Optimizing hammer mill speed: Impact on growth performance, pellet quality, and gizzard gene expression in broilers

Abstract

Background and Aim: Feed constitutes 60%–70% of total poultry production costs, and optimizing feed processing is critical for improving efficiency. This study evaluated the effect of varying hammer mill speeds (HMSs) during corn grinding on growth performance, pellet quality, gizzard morphology, and expression of growth-related genes (growth hormone [GH], GH receptor [GHR], insulin-like growth factors 1 and 2 [IGF1, IGF2]) in broiler chickens. Materials and Methods: A total of 1, 500 one-day-old Ross 308 broiler chicks were randomly divided into three groups: HMS100 (control, 100% HMS), HMS75 (75% speed), and HMS50 (50% speed), each with five replicates of 100 birds. Birds were fed isocaloric, isonitrogenous pelleted diets for 28 days. Performance metrics, pellet durability and hardness, gizzard morphology, and intestinal length were assessed. Gene expression analysis in gizzard tissue was conducted using quantitative reverse transcription polymerase chain reaction for GH, GHR, IGF1, and IGF2. Results: Broilers in the HMS75 and HMS50 groups exhibited significantly lower feed intake (by 4.03% and 3.99%) and higher body weight (BW) (by 5.29% and 3.53%) compared to HMS100 (p < 0.05). HMS75 significantly improved feed conversion ratio by 6.81% and BW gain by 5.04% (p < 0.05). Pellet durability and hardness were enhanced in both HMS75 and HMS50 groups (p < 0.05).
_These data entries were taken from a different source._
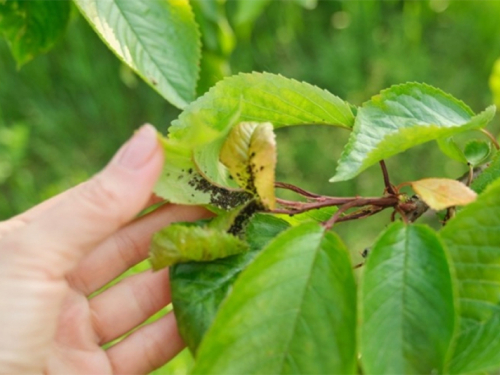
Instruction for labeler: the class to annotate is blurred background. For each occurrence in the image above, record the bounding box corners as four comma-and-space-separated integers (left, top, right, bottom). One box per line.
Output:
0, 0, 500, 372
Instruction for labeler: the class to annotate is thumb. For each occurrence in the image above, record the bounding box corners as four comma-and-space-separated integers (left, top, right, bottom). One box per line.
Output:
3, 125, 164, 277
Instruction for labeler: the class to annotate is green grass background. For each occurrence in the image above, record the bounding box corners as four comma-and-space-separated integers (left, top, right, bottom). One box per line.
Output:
0, 0, 500, 374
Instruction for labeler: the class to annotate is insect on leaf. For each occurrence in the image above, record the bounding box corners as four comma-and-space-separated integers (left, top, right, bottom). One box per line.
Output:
410, 178, 477, 211
220, 122, 276, 209
150, 224, 248, 270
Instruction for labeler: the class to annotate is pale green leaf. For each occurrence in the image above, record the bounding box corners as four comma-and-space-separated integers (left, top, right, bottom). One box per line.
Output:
441, 181, 500, 374
155, 73, 354, 204
359, 223, 455, 374
149, 224, 248, 270
0, 0, 71, 67
220, 122, 277, 209
410, 178, 477, 211
193, 223, 356, 375
464, 140, 491, 167
437, 137, 467, 164
330, 83, 495, 182
75, 0, 201, 108
170, 214, 289, 353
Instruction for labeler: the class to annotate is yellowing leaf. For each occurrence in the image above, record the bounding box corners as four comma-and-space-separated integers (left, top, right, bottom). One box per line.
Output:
149, 224, 248, 270
220, 122, 276, 209
410, 178, 477, 210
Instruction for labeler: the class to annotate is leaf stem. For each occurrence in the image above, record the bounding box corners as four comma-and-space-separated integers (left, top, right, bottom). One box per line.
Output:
274, 181, 322, 199
380, 160, 397, 194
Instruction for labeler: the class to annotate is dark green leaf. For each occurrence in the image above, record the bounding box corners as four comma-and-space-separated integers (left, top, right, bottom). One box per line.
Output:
0, 0, 71, 67
193, 223, 356, 374
150, 224, 248, 270
330, 83, 495, 182
360, 223, 455, 374
155, 73, 354, 204
170, 214, 289, 353
471, 152, 500, 194
74, 0, 201, 108
464, 140, 491, 167
441, 181, 500, 374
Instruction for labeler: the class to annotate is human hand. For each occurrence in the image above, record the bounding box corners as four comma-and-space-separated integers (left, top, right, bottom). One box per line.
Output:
0, 125, 208, 375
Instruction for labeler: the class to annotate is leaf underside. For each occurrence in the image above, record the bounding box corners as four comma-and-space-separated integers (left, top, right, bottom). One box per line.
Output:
150, 224, 248, 270
193, 223, 356, 374
155, 73, 354, 204
170, 214, 289, 353
360, 223, 455, 374
330, 83, 495, 182
74, 0, 201, 108
441, 181, 500, 374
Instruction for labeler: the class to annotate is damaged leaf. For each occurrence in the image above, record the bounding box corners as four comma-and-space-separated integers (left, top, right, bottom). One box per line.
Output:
410, 178, 477, 211
150, 224, 248, 270
220, 122, 276, 209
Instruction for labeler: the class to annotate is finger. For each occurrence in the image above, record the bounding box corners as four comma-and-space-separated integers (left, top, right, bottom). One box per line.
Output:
0, 194, 163, 238
90, 269, 171, 345
3, 125, 163, 278
107, 312, 185, 375
67, 204, 213, 296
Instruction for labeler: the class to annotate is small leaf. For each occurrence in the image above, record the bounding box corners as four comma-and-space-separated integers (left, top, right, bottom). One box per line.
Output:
410, 178, 477, 211
359, 223, 455, 374
464, 140, 491, 167
330, 83, 495, 182
0, 0, 70, 67
170, 214, 289, 353
155, 73, 354, 204
74, 0, 201, 108
220, 122, 276, 209
441, 181, 500, 374
150, 224, 248, 270
437, 137, 467, 164
276, 206, 338, 226
471, 152, 500, 194
189, 223, 357, 375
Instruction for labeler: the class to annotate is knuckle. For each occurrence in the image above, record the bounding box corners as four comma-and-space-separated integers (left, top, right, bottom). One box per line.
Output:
79, 174, 122, 220
113, 231, 146, 268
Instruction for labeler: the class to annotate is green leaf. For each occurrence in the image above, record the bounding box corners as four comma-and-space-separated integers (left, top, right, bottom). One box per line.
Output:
170, 214, 289, 353
0, 0, 70, 67
193, 223, 356, 374
464, 140, 491, 167
220, 122, 277, 210
471, 152, 500, 194
276, 206, 338, 226
155, 73, 354, 204
75, 0, 201, 108
437, 137, 467, 164
150, 224, 248, 270
441, 181, 500, 374
330, 83, 495, 182
359, 223, 455, 374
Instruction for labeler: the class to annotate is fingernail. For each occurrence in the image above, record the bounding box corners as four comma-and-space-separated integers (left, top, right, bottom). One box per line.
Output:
116, 124, 158, 169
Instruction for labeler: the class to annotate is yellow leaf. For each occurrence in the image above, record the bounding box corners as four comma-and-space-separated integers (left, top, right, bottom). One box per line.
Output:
410, 178, 477, 211
220, 122, 276, 209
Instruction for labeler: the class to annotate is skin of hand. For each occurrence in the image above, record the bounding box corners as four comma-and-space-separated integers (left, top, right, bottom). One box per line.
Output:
0, 125, 210, 375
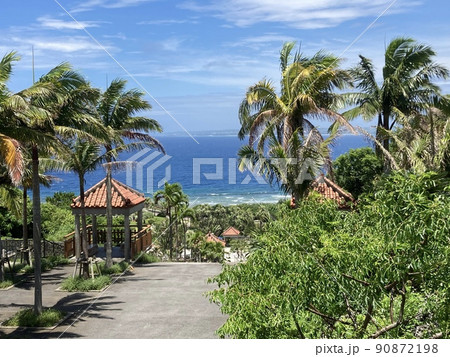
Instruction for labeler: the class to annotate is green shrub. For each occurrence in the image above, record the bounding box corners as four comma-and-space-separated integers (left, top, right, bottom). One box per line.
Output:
41, 202, 74, 242
41, 255, 69, 271
99, 261, 130, 275
0, 280, 14, 289
61, 275, 111, 291
134, 253, 159, 264
333, 147, 383, 198
45, 192, 76, 210
209, 173, 450, 339
3, 309, 65, 327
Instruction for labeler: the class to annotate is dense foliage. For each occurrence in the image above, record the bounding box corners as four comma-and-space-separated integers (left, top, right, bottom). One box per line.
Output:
333, 147, 383, 198
210, 173, 450, 338
194, 204, 278, 236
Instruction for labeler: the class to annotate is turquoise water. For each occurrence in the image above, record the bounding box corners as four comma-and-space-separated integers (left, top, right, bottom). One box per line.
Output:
41, 135, 369, 205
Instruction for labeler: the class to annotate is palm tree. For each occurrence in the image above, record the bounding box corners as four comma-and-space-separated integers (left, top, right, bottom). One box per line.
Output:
97, 79, 165, 267
174, 203, 195, 260
374, 107, 450, 173
153, 182, 186, 260
97, 79, 164, 152
21, 63, 102, 314
20, 158, 56, 265
0, 52, 26, 184
63, 138, 115, 277
344, 37, 449, 151
239, 42, 353, 200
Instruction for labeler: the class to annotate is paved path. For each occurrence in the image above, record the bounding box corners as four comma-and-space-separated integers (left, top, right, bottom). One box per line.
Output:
0, 263, 226, 338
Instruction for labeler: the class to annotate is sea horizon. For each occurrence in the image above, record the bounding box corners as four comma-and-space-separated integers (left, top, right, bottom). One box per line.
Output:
41, 134, 369, 206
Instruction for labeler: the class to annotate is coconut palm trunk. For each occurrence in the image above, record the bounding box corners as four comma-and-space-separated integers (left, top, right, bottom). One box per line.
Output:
22, 187, 31, 265
78, 174, 89, 278
31, 145, 42, 315
106, 165, 113, 268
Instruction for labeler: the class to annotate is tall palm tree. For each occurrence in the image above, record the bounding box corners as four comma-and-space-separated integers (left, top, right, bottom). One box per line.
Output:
22, 63, 102, 314
63, 138, 115, 276
97, 79, 165, 267
97, 79, 164, 152
20, 158, 56, 265
375, 107, 450, 173
239, 42, 353, 199
153, 182, 186, 259
344, 37, 449, 150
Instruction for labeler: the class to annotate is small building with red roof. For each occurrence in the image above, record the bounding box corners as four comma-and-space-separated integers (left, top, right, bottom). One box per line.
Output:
70, 178, 151, 260
311, 174, 355, 209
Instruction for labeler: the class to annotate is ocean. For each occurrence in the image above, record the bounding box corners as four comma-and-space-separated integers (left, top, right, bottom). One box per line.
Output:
41, 135, 369, 206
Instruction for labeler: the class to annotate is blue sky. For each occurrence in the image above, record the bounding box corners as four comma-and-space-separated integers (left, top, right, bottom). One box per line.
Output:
0, 0, 450, 132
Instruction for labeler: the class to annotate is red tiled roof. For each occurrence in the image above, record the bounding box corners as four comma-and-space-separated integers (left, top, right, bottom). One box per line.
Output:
222, 227, 241, 237
206, 233, 225, 247
311, 174, 355, 207
70, 178, 145, 208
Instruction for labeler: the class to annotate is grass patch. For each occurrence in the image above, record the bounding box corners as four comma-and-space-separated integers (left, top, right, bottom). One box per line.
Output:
14, 255, 69, 274
3, 309, 65, 327
41, 255, 69, 272
61, 275, 111, 291
99, 261, 130, 275
0, 280, 14, 289
135, 253, 159, 264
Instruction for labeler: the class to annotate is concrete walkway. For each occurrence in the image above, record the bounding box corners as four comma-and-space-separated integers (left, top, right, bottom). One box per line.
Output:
0, 263, 226, 338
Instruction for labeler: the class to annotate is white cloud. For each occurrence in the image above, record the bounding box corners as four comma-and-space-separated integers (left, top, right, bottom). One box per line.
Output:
37, 16, 99, 30
180, 0, 417, 29
137, 19, 198, 25
71, 0, 156, 13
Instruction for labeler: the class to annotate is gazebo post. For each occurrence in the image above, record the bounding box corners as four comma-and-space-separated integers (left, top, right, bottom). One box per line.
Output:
92, 214, 98, 245
75, 214, 81, 259
138, 210, 142, 232
124, 214, 131, 261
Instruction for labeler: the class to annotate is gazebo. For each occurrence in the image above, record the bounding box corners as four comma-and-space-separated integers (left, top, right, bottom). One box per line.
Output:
66, 178, 151, 260
206, 232, 225, 247
311, 174, 355, 209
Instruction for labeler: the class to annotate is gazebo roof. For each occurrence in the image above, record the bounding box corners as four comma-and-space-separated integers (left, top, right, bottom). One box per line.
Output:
70, 178, 145, 209
206, 232, 225, 246
311, 174, 355, 207
222, 227, 241, 237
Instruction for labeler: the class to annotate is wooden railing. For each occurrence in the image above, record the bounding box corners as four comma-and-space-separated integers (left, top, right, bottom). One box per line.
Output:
64, 225, 152, 258
131, 225, 152, 257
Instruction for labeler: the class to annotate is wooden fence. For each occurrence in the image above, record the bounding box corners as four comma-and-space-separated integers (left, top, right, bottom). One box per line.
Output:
64, 225, 152, 258
2, 238, 65, 257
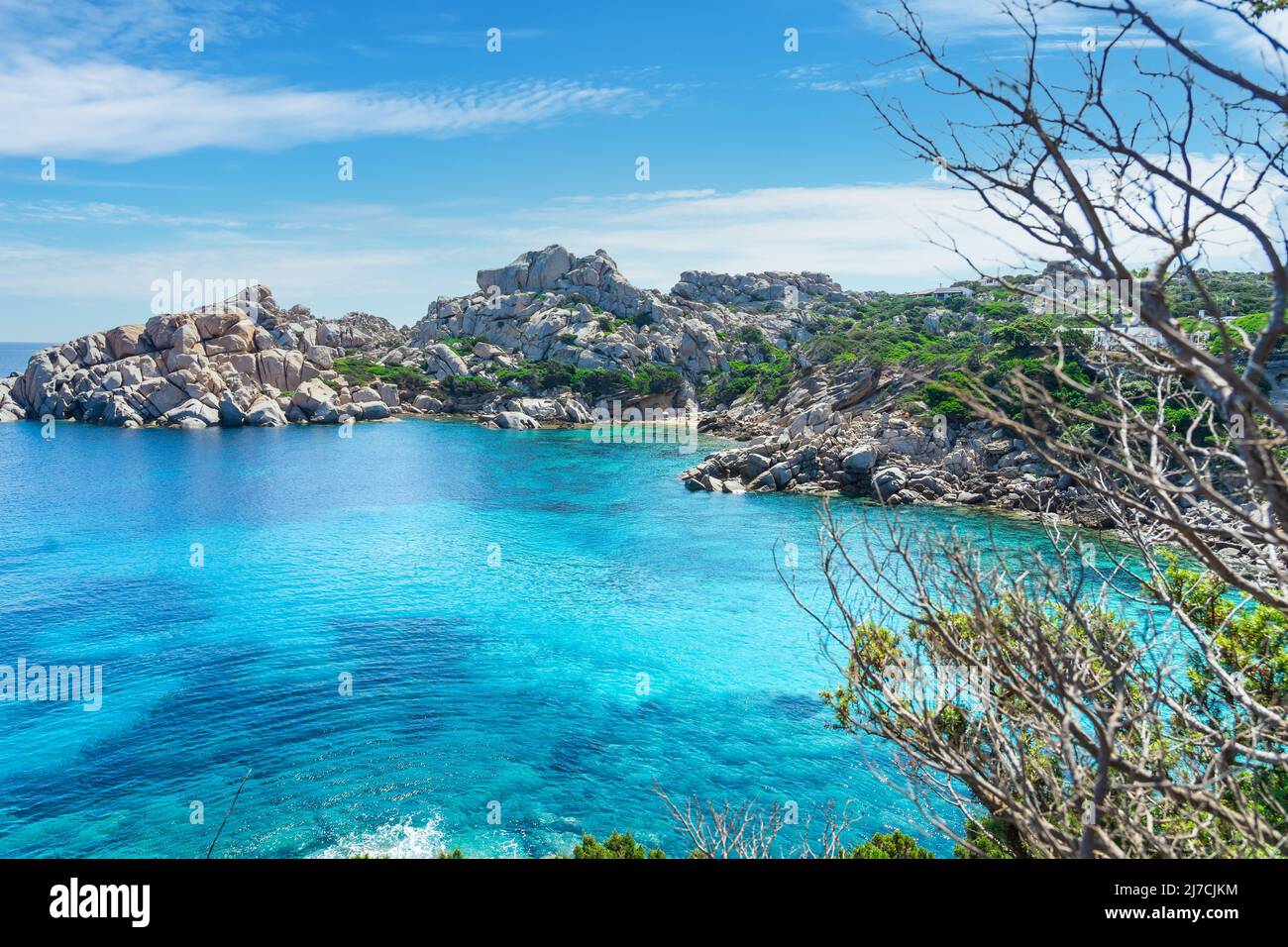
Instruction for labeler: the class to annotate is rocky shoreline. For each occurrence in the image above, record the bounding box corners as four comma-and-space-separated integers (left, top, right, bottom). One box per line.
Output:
0, 246, 1095, 524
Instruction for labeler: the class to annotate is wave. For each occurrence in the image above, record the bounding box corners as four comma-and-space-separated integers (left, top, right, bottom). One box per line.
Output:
317, 815, 447, 858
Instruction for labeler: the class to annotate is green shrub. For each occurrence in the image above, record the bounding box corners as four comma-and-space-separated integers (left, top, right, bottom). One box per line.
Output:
572, 832, 666, 858
441, 374, 496, 398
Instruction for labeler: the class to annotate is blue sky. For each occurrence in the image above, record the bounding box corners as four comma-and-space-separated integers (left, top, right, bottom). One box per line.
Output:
0, 0, 1282, 342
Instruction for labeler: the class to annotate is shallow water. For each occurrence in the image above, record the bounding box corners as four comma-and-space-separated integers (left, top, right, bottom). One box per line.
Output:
0, 421, 1087, 857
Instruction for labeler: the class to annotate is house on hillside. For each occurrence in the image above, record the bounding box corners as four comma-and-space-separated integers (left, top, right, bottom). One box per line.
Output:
912, 286, 975, 303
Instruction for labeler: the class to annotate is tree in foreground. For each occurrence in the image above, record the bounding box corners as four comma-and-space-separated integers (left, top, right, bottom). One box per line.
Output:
778, 0, 1288, 858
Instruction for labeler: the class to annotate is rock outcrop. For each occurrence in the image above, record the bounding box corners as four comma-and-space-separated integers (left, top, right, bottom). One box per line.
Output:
0, 286, 415, 429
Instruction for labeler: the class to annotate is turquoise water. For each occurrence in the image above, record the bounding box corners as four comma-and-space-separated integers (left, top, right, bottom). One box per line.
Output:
0, 421, 1066, 857
0, 342, 46, 377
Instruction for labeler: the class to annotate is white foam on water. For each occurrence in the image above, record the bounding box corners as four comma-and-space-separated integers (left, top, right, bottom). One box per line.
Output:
317, 815, 447, 858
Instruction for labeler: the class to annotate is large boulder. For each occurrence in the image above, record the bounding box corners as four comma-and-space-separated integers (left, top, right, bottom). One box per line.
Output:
107, 326, 152, 361
496, 411, 541, 430
245, 395, 286, 428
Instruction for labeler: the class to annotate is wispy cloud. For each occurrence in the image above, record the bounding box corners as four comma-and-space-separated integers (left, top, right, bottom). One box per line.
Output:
403, 27, 553, 51
0, 55, 651, 161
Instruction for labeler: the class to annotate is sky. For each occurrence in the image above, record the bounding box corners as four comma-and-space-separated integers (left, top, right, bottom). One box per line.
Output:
0, 0, 1279, 342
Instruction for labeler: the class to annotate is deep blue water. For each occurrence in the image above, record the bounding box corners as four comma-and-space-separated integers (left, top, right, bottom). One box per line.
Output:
0, 412, 1087, 857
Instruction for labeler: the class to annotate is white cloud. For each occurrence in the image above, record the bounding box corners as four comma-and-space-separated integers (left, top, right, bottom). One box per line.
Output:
0, 169, 1276, 342
0, 55, 648, 161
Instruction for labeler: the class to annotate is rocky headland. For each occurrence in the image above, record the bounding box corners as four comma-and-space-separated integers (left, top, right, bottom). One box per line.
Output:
0, 246, 1083, 523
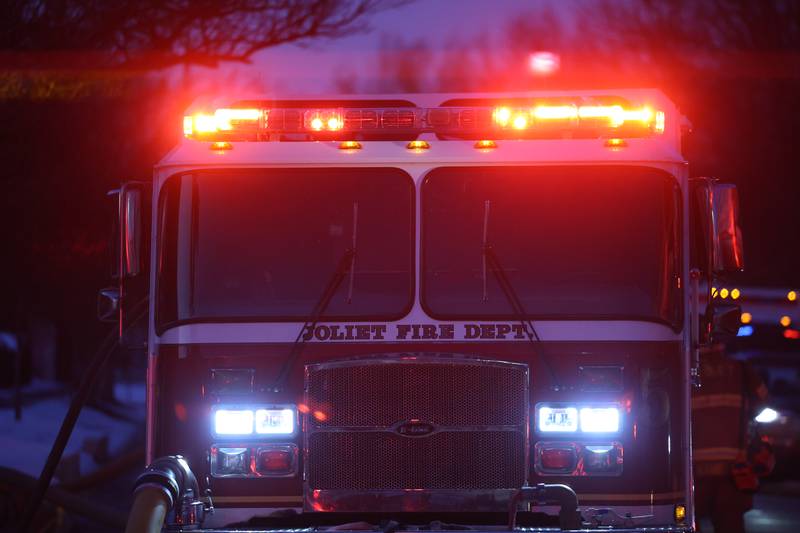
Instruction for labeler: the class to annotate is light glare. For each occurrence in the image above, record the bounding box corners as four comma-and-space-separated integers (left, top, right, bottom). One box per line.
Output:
539, 407, 578, 433
756, 407, 778, 424
256, 409, 294, 435
581, 407, 619, 433
214, 409, 253, 435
Gizzard width and muscle thickness were significantly increased at reduced mill speeds, especially in HMS50. Intestinal length was longest in HMS75 (1.96 m). Gene expression analysis revealed a 113% increase in GH expression in HMS75 and a 303% upregulation of IGF2 in HMS50 compared to HMS100 (p < 0.05). Conclusion: Reducing HMS to 75% optimized broiler growth performance, pellet quality, and intestinal development, while 50% speed promoted IGF2-mediated gizzard hypertrophy. Hammer mill modulation provides a practical strategy to balance feed efficiency and targeted tissue growth in broilers.